As an aside, I'd highly recommend setting up a quick clone of statsd locally that just outputs to stdout when you're trying to get this all working.
The "aha" is that all of these metrics get aggregated based on just that string. So if you have
Server 1:
config.broadcast.project-connections.connections:99|g|#statistic:value,type:grpc
Server 2:
config.broadcast.project-connections.connections:0|g|#statistic:value,type:grpc
A gauge is expecting a single value at any given point, so what we end up with here is a heisengauge that could be either 0 or 99. Our sum
doesn't work, because we don't have a two data points to sum across. We just have one value that is flapping back and forth.
The gotcha
Now we know what's up, and it's definitely a sad state of affairs. What we do want is outputting a different key per pod and then summing across those. But why aren't these metrics getting tagged with the pod?
It turns out that https://micronaut-projects.github.io/micronaut-micrometer/latest/guide/#metricsAndReportersDatadog
hits DataDog directly, not my local Datadog agent
which is normally responsible for adding these host & pod tags.
Since it goes straight there and we aren't explicitly sending a pod or host tag, these metrics are clobbering each other.
Two solutions
1) Point your metrics to your datadog agent and get the host tags that way
This makes a lot of sense, but I wasn't able to get it working easily.

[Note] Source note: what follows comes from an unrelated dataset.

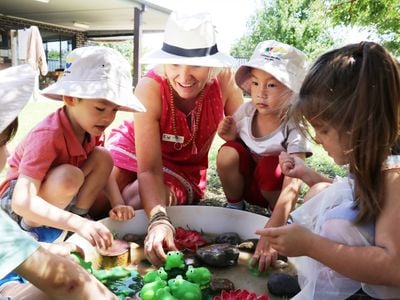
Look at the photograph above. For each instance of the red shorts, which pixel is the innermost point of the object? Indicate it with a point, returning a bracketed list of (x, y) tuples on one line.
[(264, 175)]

2) Set CommonTags Yourself
The other solution is to calculate the same DataDog hostname that the datadog agent uses and manually add that as a commonTag
to our MetricRegistry.
Doing that looks like this:
@Order(Integer.MAX_VALUE)
@Singleton
@RequiresMetrics
public class MetricFactory
implements MeterRegistryConfigurer<DatadogMeterRegistry>, Ordered {
@Property(name = "gcp.project-id")
protected String projectId;
@Override
public void configure(DatadogMeterRegistry meterRegistry) {
List<Tag> tags = new ArrayList<>();
addIfNotNull(tags, "env", "MICRONAUT_ENVIRONMENTS");
addIfNotNull(tags, "service", "DD_SERVICE");
addIfNotNull(tags, "version", "DD_VERSION");
addIfNotNull(tags, "pod_name", "POD_ID");
if (System.getenv("SPEC_NODENAME") != null) { // contruct the hostname that datadog agent uses
final String hostName =
"%s.%s".formatted(System.getenv("SPEC_NODENAME"), projectId);
tags.add(Tag.of("host", hostName));
}
meterRegistry.config().commonTags(tags);
}
private void addIfNotNull(List<Tag> tags, String tagName, String envVar) {
if (System.getenv(envVar) != null) {
tags.add(Tag.of(tagName, System.getenv(envVar)));
}
}
@Override
public Class<DatadogMeterRegistry> getType() {
return DatadogMeterRegistry.class;
}
}
Passing the node & pod names in required some kubernetes yaml work so that the pod name and node name were available as environment variables.
spec:
containers:
- image: gcr.io/-----
name: -----------
env:
- name: SPEC_NODENAME
valueFrom:
fieldRef:
fieldPath: spec.nodeName
- name: POD_ID
valueFrom:
fieldRef:
fieldPath: metadata.name
Wrap
With all of that in place we're finally in a good place. Our gauges are independently gauging and our sum is working as expected.